US tennis star’s bid for a record-equalling 24th Grand Slam title cut short in Paris with an injured Achilles’ heel.
US tennis star Serena Williams’s search for a record-equalling 24th Grand Slam title will extend into another year after an Achilles tendon injury forced her to withdraw from the French Open on Wednesday.
The American, who turned 39 this week, had been due to play Bulgarian Tsvetana Pironkova in the second round in Paris later, but after warming up for the match decided the injury was too severe to continue.
Ninth-ranked Williams, a three-time former champion at Roland Garros, said she may not play again this year.
“I warmed up and it was a very short warm-up and then I spoke to my coach and said ‘what do you think?’” she said.
“I was struggling to walk so that’s a telltale sign that I should try to recover.”
Williams had suffered the problem during her semi-final loss to Victoria Azarenka at the US Open earlier this month and said ahead of her French Open campaign she was not at 100 percent physically but had recovered sufficiently to play.

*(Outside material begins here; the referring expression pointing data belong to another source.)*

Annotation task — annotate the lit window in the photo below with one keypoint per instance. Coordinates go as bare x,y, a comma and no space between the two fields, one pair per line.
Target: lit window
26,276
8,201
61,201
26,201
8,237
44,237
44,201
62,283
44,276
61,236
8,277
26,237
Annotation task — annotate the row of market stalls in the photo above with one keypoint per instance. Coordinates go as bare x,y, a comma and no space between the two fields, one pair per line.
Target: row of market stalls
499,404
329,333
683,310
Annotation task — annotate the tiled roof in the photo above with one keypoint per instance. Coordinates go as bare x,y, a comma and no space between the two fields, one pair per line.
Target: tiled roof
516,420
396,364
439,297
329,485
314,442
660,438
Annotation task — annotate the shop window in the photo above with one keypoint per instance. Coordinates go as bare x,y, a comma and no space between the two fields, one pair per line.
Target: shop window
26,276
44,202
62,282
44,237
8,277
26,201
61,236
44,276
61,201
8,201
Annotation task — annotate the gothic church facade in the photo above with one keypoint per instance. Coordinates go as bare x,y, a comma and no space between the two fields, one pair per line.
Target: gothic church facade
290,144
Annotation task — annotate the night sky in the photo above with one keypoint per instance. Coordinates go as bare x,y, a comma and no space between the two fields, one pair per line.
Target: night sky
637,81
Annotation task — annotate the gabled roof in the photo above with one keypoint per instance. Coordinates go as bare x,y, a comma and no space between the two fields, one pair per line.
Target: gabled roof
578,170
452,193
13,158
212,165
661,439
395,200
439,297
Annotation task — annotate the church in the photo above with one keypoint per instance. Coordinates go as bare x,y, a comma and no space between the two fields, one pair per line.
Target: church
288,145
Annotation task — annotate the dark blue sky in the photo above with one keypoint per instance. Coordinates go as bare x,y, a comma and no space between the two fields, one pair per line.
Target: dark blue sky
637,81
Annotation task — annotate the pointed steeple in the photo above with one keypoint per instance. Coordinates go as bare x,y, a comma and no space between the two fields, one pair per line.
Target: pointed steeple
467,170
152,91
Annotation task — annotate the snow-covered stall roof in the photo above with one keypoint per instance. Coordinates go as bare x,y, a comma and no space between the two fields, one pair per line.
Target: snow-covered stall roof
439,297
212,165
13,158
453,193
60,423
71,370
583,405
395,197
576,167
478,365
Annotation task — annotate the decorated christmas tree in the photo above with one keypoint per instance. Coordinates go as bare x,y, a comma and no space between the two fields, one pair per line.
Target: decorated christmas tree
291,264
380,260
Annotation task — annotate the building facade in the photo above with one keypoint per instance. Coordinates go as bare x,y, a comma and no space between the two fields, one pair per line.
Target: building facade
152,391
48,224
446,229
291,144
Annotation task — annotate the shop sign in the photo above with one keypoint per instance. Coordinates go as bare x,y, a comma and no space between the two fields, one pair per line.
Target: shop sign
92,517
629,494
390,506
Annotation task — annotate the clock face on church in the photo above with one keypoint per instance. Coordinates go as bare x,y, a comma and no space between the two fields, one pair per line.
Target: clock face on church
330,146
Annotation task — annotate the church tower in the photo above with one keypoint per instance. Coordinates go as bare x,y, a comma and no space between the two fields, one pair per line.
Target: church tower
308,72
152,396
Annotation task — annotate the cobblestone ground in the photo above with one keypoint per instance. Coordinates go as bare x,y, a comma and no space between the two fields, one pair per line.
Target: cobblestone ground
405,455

The 23-time major champion hands Pironkova a walkover into the third round.
— Roland-Garros (@rolandgarros) September 30, 2020
This is Williams’s earliest exit at any Grand Slam tournament since a second-round loss in Paris in 2014.
Her last major title came at the 2017 Australian Open before going on to give birth to her first child, daughter Alexis Olympia.
Since resuming her career in 2018 after a maternity break, Williams has remained tantalisingly close to equalling Australian Margaret Court’s record of 24 Grand Slam titles, losing in four major finals.
“I love playing tennis. I love competing,” she said on Wednesday. “It’s my job and I’m pretty good at it still… I’m so close to some things and I feel like I’m almost there… that’s what keeps me going.
“My body is actually doing really well.”
The French Open, which is usually held in May in Paris, was postponed because of the coronavirus pandemic. The tournament has been scaled back to allow just 1,000 daily spectators.